Por estar convicto de que a imprensa é um poder que pode estar na contramão dos interesses do país, o general De Gaulle decidiu criar um jornal para defender os interesses da França, recém-libertada da ocupação alemã, que durou quase cinco anos. Nascia o Le Monde.
O primeiro número do diário vespertino foi publicado dia 18 de dezembro de 1944 (com data do dia seguinte, como até hoje). Surgiu da determinação do general de Gaulle de dotar o país de um jornal prestigioso voltado para o mundo. Mas, logo nos primeiros anos de vida, a redação se libertou do peso de cotidiano oficioso pois os jornalistas tinham um projeto de jornal totalmente independente.

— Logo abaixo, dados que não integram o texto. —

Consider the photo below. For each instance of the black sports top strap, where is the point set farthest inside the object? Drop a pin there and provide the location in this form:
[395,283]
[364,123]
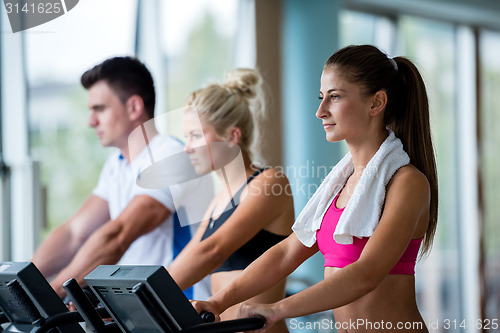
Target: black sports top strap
[250,251]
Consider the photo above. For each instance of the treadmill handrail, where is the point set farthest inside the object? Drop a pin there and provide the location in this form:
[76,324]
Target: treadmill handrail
[229,326]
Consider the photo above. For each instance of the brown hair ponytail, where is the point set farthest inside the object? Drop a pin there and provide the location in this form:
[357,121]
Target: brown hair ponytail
[406,113]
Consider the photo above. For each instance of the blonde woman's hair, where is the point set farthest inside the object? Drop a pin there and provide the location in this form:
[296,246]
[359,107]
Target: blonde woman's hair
[239,102]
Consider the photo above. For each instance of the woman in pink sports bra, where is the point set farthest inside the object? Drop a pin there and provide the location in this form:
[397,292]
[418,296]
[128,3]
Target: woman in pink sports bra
[369,284]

Convidado a dirigir o Le Monde, Hubert Beuve-Méry não tinha vocação de vassalo do poder. Fundou uma sociedade de responsabilidade limitada e depois a Société des Rédacteurs du Monde para defender a independência da redação e deixou claro que não aceitava estar sob a proteção ou dependência de qualquer poder, político ou econômico. No primeiro editorial Beuve-Méry deu o tom : “O jornal vai garantir ao leitor informações claras, verdadeiras e, na medida do possível, rápidas e completas”.
Nascia o mais respeitado jornal francês, conhecido como “le quotidien de référence” por seu compromisso com o jornalismo isento, no qual os jornalistas decidem de A a Z o conteúdo editorial. A atual “Charte d’éthique et de déontologie” (Código de Ética), reescrita para se adaptar às novas mídias sem nunca se afastar dos princípios fundadores, diz claramente : “A independência editorial das publicações do grupo Le Monde em relação aos acionistas, anunciantes, poderes públicos, políticos, econômicos, ideológicos e religiosos é condição necessária a uma informação livre e de qualidade”.
Logo no preâmbulo a “Charte d’éthique” assinala que seu objetivo é “definir os princípios essenciais de independência, de liberdade e de fiabilidade da informação, além de precisar os direitos e deveres dos jornalistas, dos dirigentes assim como dos acionistas.”
O caso HSBC
No mês de fevereiro deste ano, o jornal deu, mais uma vez, provas de sua absoluta liberdade de edição em relação aos acionistas ao publicar em duas edições seguidas o furo sobre o sistema de fraudes fiscais de contribuintes do mundo inteiro que tinham contas na Suíça, no banco inglês HSBC.
No dia seguinte à primeira publicação pelo Le Monde de algumas dezenas de contribuintes franceses – de uma lista de 3 mil que para escapar do fisco francês se beneficiaram do guarda-chuva do HSBC – dois dos três acionistas do jornal, Mathieu Pigasse e Pierre Bergé, declararam publicamente, em entrevistas, não concordar com a decisão editorial.
Mathieu Pigasse, diretor-geral do Banco Lazard, conhecido por suas posições de esquerda e por seu interesse particular pela imprensa (detém parte do grupo Le Monde, juntamente com Pierre Bergé e Xavier Niel, além da revista Les Inrocks) criticou a decisão editorial de publicar nomes como um certo “populismo” ou “macartismo fiscal”. Mas declarou-se “orgulhoso” pelo trabalho de investigação feito pelos jornalistas do Le Monde.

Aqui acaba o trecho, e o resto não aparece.